Дом, в котором..., стр. 126

— Это мой первый круг, — признается он убитым тоном. — Я должен фиксироваться, где только смогу, а не то вылечу.

— Куда? — я уже почти завываю. — Куда ты вылетишь?!

Белобрюх глядит на меня с ужасом и пятится. Я еду на него, а он, видно, не понимает, что только для того, чтобы извиниться, потому что разворачивается и улепетывает со всех ног, не оглядываясь, и никакие мои «постой!» и «эй!» на него не действуют.

Сфинкс говорит, что если я буду пугать малолеток, он надает мне по шее.

«Это он меня напугал, а не я его».

Утром просыпаюсь от какой-то возни у окна. Открываю глаза и вижу, что все сгрудились у подоконника. Что-то обсуждают, спорят и кричат.

— Говорю вам, это Соломон и Дон вернулись! — орет Шакал. — С отрядом мстителей-единомышленников!
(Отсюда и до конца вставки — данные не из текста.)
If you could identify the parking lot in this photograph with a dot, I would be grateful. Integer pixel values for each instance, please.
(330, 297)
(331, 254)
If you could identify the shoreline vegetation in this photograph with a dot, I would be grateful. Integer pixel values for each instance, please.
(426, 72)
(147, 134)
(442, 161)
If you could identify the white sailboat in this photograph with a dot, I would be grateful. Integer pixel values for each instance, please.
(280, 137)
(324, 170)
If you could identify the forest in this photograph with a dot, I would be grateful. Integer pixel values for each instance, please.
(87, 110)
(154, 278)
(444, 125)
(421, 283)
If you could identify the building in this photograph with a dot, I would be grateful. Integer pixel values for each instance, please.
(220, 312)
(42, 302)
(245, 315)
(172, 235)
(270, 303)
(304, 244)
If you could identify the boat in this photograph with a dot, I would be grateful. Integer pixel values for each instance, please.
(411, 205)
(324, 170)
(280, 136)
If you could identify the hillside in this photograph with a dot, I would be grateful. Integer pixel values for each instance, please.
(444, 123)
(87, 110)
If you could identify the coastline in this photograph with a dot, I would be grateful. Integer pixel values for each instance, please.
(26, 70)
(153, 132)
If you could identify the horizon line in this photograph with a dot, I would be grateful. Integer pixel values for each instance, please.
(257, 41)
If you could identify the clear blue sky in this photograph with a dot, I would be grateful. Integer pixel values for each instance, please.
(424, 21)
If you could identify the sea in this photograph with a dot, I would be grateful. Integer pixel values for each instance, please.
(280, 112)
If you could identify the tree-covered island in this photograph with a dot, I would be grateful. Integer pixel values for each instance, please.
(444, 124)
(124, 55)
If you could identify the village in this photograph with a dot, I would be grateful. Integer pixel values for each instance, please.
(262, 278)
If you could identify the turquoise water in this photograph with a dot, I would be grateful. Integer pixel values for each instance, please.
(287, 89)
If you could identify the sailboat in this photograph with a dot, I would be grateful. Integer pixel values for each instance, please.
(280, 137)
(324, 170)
Вот увидите, я угадал!

— А я вот считаю, что это люди из соседних домов, — высказывает предположение Лэри. — Явились требовать, чтобы Дом поскорее сносили. Устали уже ждать.

— Да нет же, это точно чьи-то родители! — волнуется Рыжая. — Только родители способны на такое.

— Ты думаешь, там могут быть наши бабушки? — с ужасом спрашивает Слепой. Он тоже торчит у подоконника, но наружу, конечно, не высовывается.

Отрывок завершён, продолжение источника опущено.